# low cal celery soup?



## lucy123 (Nov 29, 2010)

Hi

Tesco over delivered on the celery this week, so I have 3 bunches to use up!
Does anyone know how to make a low calorie celery soup?


----------



## lucy123 (Nov 29, 2010)

Hi All,

Just to let you know I did the following (totally made it up!)

1 bunch of chopped celery 
1 chopped onion,
1 pint vegetable stock (knorr low salt)

Boiled it all together, liquidised it, and added black pepper and a dash of sea salt.

Its gorgeous on a day like today - please tell me its healthy!
It took 20 mins to make!


----------



## Andy HB (Nov 29, 2010)

lucy123 said:


> Hi All,
> 
> Just to let you know I did the following (totally made it up!)
> 
> ...



KISS!

Sounds good to me.

Andy 

p.s. And if anyone thought that I was being too familiar "Keep It Satisfyingly Simple" was what I meant (yes I know that isn't what KISS stands for, but lucy123 ain't stupid!)


----------



## lucy123 (Nov 29, 2010)

Lucy isn't stupid but did think for one minute she had pulled! Oh well!


----------



## gail1 (Nov 29, 2010)

lucy123 and Andy HB whooie lol

lucy hope you enjoyed the soup its great wot happens when you just thow some stuff together


----------



## AlisonM (Nov 30, 2010)

Sounds gorgeous. I love soup, especially at this time of year and often chuck whatever leftovers I have in with a stock cube.

Here's a low cal Tomato soup.

About 1lb fresh chopped toms, cherry ones are good
A bunch of chopped basil
One chopped shallot and a crushed clove of garlic, or half a small onion if you don't have a shallot
1 tablespoon oatmeal (thickening agent)
S&P to taste
1 pint water
A little olive oil

Put the oil in a pan and heat, soften the shallot and garlic for a minute just to take off the bitterness, then chuck everything else in the pan and bring to the boil.

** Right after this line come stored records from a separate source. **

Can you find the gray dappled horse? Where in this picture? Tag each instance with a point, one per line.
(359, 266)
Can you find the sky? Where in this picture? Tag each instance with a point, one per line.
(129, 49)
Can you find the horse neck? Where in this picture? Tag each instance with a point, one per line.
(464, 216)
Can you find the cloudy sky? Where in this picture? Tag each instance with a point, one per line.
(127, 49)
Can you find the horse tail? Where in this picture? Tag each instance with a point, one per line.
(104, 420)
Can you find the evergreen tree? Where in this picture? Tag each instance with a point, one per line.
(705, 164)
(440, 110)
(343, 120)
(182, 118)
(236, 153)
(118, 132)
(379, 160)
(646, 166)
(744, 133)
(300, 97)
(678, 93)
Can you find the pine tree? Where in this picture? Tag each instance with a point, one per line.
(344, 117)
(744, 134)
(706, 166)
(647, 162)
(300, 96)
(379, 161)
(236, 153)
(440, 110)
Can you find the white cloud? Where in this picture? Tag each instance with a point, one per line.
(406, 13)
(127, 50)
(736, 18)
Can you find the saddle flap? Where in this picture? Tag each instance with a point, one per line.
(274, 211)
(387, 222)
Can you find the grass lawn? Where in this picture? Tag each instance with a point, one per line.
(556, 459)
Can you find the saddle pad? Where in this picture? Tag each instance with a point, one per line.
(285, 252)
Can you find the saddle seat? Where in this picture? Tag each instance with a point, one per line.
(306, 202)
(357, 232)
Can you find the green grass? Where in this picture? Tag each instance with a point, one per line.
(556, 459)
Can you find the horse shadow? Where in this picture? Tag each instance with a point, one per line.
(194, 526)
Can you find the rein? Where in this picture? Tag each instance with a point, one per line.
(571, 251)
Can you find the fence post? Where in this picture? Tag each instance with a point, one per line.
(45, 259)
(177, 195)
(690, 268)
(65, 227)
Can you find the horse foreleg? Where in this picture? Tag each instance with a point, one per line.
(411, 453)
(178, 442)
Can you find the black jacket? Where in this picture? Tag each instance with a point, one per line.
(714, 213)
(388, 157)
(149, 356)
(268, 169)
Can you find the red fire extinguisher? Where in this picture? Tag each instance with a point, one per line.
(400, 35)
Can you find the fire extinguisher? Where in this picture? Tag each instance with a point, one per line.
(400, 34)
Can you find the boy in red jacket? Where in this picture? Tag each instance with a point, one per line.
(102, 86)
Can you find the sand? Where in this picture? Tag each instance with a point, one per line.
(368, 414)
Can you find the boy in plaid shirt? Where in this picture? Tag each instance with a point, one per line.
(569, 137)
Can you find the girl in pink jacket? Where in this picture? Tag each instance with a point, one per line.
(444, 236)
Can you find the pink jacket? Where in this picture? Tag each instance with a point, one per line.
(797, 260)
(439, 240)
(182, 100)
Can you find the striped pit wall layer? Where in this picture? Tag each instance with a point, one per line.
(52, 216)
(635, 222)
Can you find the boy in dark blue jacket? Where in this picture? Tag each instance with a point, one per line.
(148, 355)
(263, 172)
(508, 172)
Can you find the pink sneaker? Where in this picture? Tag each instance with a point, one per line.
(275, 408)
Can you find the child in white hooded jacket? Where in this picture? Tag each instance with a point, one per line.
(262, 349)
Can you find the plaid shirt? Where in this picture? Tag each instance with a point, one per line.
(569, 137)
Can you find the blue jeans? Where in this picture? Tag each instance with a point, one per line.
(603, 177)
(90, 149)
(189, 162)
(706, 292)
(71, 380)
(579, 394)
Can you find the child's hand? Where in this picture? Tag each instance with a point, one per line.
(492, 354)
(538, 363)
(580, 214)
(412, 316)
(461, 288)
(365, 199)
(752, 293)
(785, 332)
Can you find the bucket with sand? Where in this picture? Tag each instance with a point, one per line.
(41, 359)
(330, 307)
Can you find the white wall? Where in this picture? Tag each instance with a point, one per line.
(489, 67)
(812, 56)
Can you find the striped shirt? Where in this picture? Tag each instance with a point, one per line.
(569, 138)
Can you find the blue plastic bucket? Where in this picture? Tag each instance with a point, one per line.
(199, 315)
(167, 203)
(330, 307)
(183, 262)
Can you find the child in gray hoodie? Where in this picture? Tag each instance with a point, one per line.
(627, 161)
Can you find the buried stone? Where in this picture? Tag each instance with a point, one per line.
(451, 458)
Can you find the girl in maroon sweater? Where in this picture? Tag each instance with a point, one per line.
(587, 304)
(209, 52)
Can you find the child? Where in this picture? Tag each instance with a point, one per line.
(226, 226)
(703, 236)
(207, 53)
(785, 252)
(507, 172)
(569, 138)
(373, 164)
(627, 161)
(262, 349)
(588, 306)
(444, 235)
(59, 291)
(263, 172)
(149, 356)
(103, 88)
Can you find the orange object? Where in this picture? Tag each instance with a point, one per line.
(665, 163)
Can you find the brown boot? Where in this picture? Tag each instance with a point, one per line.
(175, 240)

Leave to cook till the toms are disintegrating then transfer to a blender and blitz till smooth. Serve hot or cold, or use as ice cubes in your Bloody Mary. 

If it's summer and you're having friends round throw a shot of vodka in the pan with the other ingredients and serve it chilled with a drizzle of yoghurt on top.


----------